20.04.2021-20.05.2021, Berlin. Artistic intervention on billboards at U1 Kottbusser Tor subway station (Kreuzberg - Berlin)

The Südstellium project was selected by the Project Funding Friedrichshain-Kreuzberg 2020-21 and supported by the cultural and artistic state funding of the city of Berlin.

For Galery Weekend Berlin, three Berlin-based Brazilian artists occupied billboards in the U1 subway in collaboration with artists in Brazil.

With SÜDSTELLIUM, the artists Ana Hupe, Barbara Marcel and Matheus Rocha Pitta initiated an exciting cooperation with Brazil and opened up Berlin's urban space for an unusual artistic intervention. The exhibition project Südstellium included artistic interventions on three subway boards located at the U1 Kottbusser Tor subway station and started at Gallery Weekend Berlin. Berlin-based artists Ana Hupe, Barbara Marcel and Matheus Rocha Pitta rented the platform boards for 20 days to deliver messages from the skies of the global south that are not so evident from Berlin. A stellium is a collection of stars or celestial bodies; the term southern stellium is an invention that uses terms from astronomy, astrology, and geopolitics. As a poetic invention, SÜDSTELLIUM is a forward-looking rather than a descriptive term: when we look up at the sky, we project our earthly concerns onto it, for example, by attributing figures as constellations.



The collaborations proposed by SÜDSTELLIUM reveal, through art, pieces of the current situation of remote territories. The idea of how the first image of the black hole was achieved in April 2019 guided the concept of these artistic dialogues.

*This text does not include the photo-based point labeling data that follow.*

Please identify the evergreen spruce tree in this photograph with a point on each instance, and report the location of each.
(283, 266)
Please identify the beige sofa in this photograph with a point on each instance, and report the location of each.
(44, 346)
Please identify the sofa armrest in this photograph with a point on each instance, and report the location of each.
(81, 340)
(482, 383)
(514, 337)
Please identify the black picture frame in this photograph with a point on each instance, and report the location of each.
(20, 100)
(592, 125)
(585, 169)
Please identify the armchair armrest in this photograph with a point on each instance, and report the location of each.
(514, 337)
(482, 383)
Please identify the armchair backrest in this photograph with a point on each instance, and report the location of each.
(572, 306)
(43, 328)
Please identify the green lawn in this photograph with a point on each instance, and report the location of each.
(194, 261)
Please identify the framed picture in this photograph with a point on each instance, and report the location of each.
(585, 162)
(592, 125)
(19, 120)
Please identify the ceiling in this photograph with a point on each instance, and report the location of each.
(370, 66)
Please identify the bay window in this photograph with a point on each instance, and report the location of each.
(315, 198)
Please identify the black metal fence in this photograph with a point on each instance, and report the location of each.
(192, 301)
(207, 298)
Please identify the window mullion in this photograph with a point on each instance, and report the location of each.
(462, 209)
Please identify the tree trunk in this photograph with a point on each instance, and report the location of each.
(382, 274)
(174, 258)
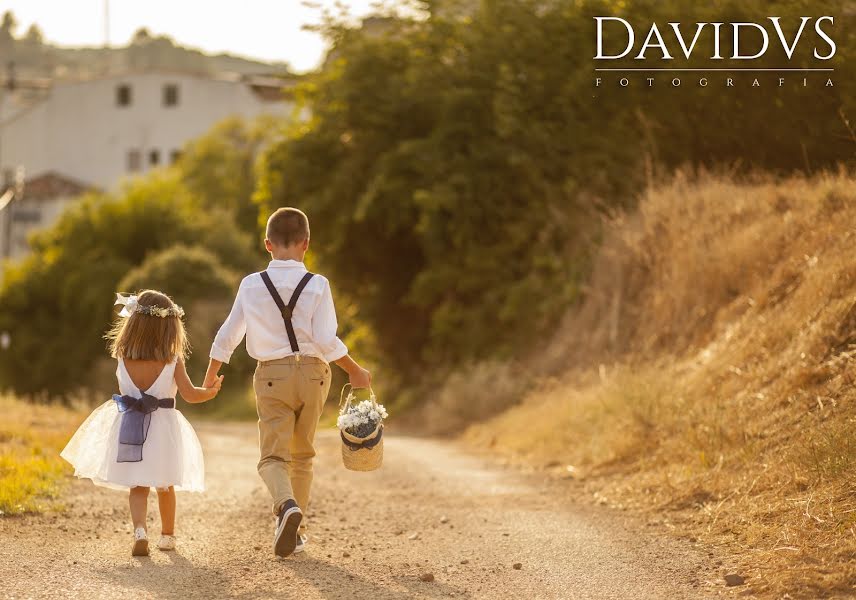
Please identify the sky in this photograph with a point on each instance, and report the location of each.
(262, 29)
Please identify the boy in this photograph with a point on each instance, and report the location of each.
(288, 317)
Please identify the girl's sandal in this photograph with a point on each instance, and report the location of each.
(166, 543)
(141, 543)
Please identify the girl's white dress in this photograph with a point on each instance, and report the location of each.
(172, 454)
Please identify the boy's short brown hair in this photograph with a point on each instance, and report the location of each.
(287, 226)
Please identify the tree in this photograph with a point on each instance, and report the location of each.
(219, 169)
(456, 169)
(34, 35)
(57, 303)
(7, 28)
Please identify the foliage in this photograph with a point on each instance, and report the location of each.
(456, 167)
(435, 202)
(31, 437)
(56, 303)
(219, 169)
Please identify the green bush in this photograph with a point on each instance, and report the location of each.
(57, 303)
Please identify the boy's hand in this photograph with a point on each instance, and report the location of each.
(212, 390)
(211, 374)
(360, 378)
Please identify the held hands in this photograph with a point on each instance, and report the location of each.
(360, 378)
(210, 390)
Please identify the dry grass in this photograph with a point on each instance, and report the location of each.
(31, 437)
(712, 377)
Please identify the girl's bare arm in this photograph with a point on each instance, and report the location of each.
(190, 392)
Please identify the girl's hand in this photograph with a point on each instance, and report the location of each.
(212, 390)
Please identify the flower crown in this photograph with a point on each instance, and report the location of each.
(131, 304)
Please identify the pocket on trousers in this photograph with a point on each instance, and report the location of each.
(276, 390)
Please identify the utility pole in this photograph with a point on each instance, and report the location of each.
(106, 23)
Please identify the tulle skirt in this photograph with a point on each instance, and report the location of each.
(172, 455)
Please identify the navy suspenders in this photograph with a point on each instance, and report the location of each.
(287, 311)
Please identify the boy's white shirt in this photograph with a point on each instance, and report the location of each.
(256, 315)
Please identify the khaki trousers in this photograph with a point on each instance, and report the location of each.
(290, 395)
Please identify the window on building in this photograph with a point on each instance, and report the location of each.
(134, 161)
(123, 95)
(27, 215)
(170, 95)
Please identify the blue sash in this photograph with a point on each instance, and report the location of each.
(136, 417)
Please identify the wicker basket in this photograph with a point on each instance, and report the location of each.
(361, 454)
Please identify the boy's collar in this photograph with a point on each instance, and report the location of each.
(287, 263)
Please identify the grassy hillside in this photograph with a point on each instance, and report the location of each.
(707, 380)
(31, 437)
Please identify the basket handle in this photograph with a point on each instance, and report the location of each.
(346, 400)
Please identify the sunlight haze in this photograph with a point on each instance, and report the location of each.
(261, 29)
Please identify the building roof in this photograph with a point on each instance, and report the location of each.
(51, 185)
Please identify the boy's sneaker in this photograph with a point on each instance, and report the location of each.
(141, 543)
(285, 538)
(166, 543)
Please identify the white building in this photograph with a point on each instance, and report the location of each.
(98, 131)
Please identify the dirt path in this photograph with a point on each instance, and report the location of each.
(473, 521)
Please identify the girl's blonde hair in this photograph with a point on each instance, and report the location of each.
(149, 337)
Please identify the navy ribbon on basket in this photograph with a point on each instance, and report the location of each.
(367, 444)
(136, 418)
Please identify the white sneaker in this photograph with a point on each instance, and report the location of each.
(141, 543)
(166, 543)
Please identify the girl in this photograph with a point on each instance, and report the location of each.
(138, 439)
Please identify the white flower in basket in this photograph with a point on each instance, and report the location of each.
(361, 426)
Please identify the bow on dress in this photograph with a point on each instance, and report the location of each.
(136, 418)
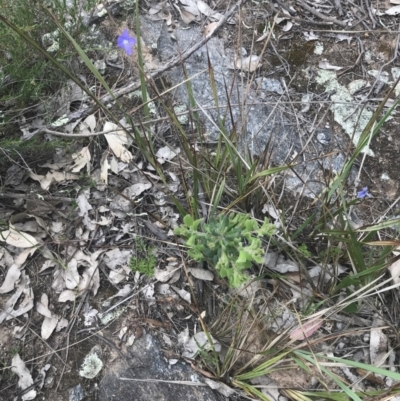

Six astronomical observatories, each located in a different country, were aligned and took a picture each of a frame of the black hole. Hundreds of terabytes were generated and brought in HDs to a lab in Germany, where the pieces were bonded together to form a whole picture of this cosmological phenomenon. The mysterious object described by Einstein in 1916 was made accessible for the first time to our eyes. Until then, it only existed on a theoretical plane. Given its distance from the Earth, it would be necessary to capture its image with a lens of the same diameter as our planet. However, through an orchestration of seven telescopes around the globe, an image of its evidence was finally possible. This discovery is taken by SÜDSTELLIUM as a paradigma of the power of collaboration and producing alliances. We all look at the same sky, of course using different lenses, but still we have something that unites us all, possibly common horizons.